Minimum wage rises in 19 states & DC, but only some win fight for $15/hour
Nearly 12 million American workers ‒ mostly in California and New York ‒ will get pay raises on New Year’s Day, thanks to rising minimum wages in 19 states and in cities and counties. The $15 an hour will only apply to some workers in Seattle, Washington.
The highest statewide minimum wage in the country will be $11, in Massachusetts and Washington. The pay floor in the District of Columbia will top that, though, rising by a dollar to $12.50.
Some states, such as New York and California, are taking a regional, rather than one-size-fits-all approach, to pay. Wages in New York City will rise based on industry from between $9 and $10.50 to $10.50-$12, while workers in the Big Apple’s close-in suburbs will see an increase to $10. Wages in the rest of the state will rise to $9.70. In Silicon Valley’s Mountain View (where Google is headquartered) and Sunnyvale (Yahoo’s home), the minimum wage will rise from $11 to $13.

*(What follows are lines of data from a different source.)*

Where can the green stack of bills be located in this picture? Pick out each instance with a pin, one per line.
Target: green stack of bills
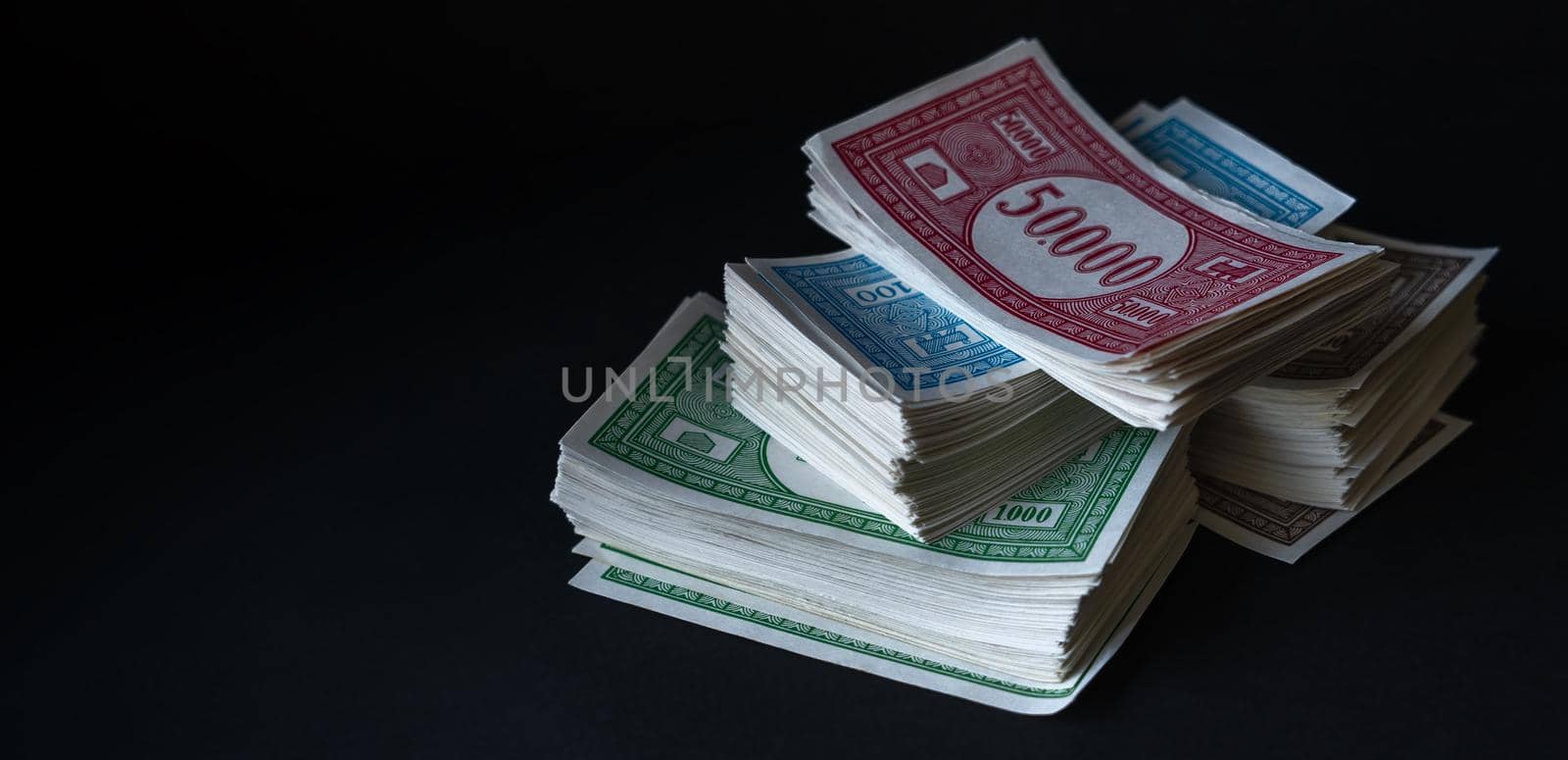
(906, 405)
(906, 457)
(690, 509)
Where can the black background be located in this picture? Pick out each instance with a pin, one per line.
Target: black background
(289, 292)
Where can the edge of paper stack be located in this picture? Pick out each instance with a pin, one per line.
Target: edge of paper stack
(1000, 543)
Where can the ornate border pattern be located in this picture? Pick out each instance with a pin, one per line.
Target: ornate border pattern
(1102, 481)
(1026, 85)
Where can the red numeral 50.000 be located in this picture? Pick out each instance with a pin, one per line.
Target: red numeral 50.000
(1073, 239)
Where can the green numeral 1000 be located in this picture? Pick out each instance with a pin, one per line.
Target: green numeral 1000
(1024, 512)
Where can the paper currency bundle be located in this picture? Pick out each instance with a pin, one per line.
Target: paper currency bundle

Dozens of #Fightfor15 protesters arrested at rallies demanding higher pay across country https://t.co/NjNquBt9ZKpic.twitter.com/tSX9CTcQ25— RT America (@RT_America) November 29, 2016
“This $1.50 increase, I cannot even comprehend or tell you how important this will be,” Alvin Major, a New York City fast-food worker, told AP. “The price of food has gone up. Rent has gone up. Everything has gone up... This will make a difference for so many people.”
Overall, California is raising its minimum wage to $10.50, but only for large businesses. It will remain at $10 for companies with 25 or fewer employees. The increase will still affect 1.7 million people in the Golden State, according to the Wall Street Journal.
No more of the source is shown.